Chile: do “estallido” de 2019 às eleições de 2021

Nas eleições chilenas em 15 e 16 de maio para eleger constituintes, com o mandato de escrever uma nova Constituição (fruto das mobilizações eclodidas em outubro de 2019 -o “estallido social”, como dizem os chilenos), houve dois grandes derrotados.

O governo e os partidos de direita, que não lograram o um terço das cadeiras para exercer o poder de veto às mudanças exigidas pelo povo. Das 155 cadeiras, ficaram com 35.

Grandes derrotados também foram os partidos diretamente patrocinadores dos 30 anos de Concertación, capitaneada pelo Partido Socialista (PS) e Democrata Cristão (PDC), que amargam um quarto lugar com 25 cadeiras.

O destaque foi a eleição dos independentes, candidatos por listas não identificadas a qualquer partido, mas aos movimentos sociais, que ficou em primeiro lugar com 48 cadeiras. A lista do Partido Comunista (PC) com a Frente Ampla (FA) teve um desempenho que surpreendeu. Elegeu 28 constituintes e o PC, numa eleição que também era para prefeitos, ganhou na capital Santiago.

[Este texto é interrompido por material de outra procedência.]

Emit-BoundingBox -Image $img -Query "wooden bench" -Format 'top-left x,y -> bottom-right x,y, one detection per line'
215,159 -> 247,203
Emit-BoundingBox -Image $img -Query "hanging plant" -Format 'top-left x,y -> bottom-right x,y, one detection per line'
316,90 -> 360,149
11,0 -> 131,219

A situação aberta no país em 2019 segue presente. O que explica, por exemplo, a queda de 9,21% da bolsa de valores no Chile no dia 17 de maio. Visto, por décadas, como um paraíso para o capital financeiro – a menina dos olhos sendo o sistema de previdência privada, os fundos de pensão, instituído na ditadura de Pinochet – o estallido de 2019 indica aos especuladores as portas do inferno. Nosso correspondente no Chile, nos escreve sobre a situação pós eleitoral.

“Chile, depois das eleições
A direita e o governo, ainda que tentando reagir, estão no chão. No decorrer dos dias se dimensiona melhor a derrota sofrida, e cada erro que cometem é amplificado.

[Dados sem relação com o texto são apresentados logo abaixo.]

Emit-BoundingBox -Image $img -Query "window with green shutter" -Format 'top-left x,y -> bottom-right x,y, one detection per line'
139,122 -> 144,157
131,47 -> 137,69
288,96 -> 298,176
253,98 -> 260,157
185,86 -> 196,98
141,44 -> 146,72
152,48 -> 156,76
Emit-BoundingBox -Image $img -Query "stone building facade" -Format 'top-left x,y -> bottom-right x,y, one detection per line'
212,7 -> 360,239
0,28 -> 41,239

Isto não significa que retrocedem, ao contrário, tentam impor suas reformas.

Os grupos empresariais se preparam para resistir em bloco à possíveis mudanças na Constituição e financiam tudo que seja propaganda contra os independentes, dizemos independentes para diferenciar da esquerda integrada ao sistema.

O governo Piñera, diante da crítica de não ajudar os mais pobres, para salvar a cara, anuncia que entregará mais auxílios, eliminando alguns requisitos, mas os problemas persistem, já que isso aliviara só momentaneamente a crise.

Presos políticos
Manifestações recentes, feitas em vários pontos do país, foram reprimida e houve prisões.

Ainda não há definição sobre a questão dos indultos aos presos da revolta (o “estallido social” de 2019). O projeto de indulto está sendo discutido no Senado e conta com o apoio de vários constituintes recém eleitos.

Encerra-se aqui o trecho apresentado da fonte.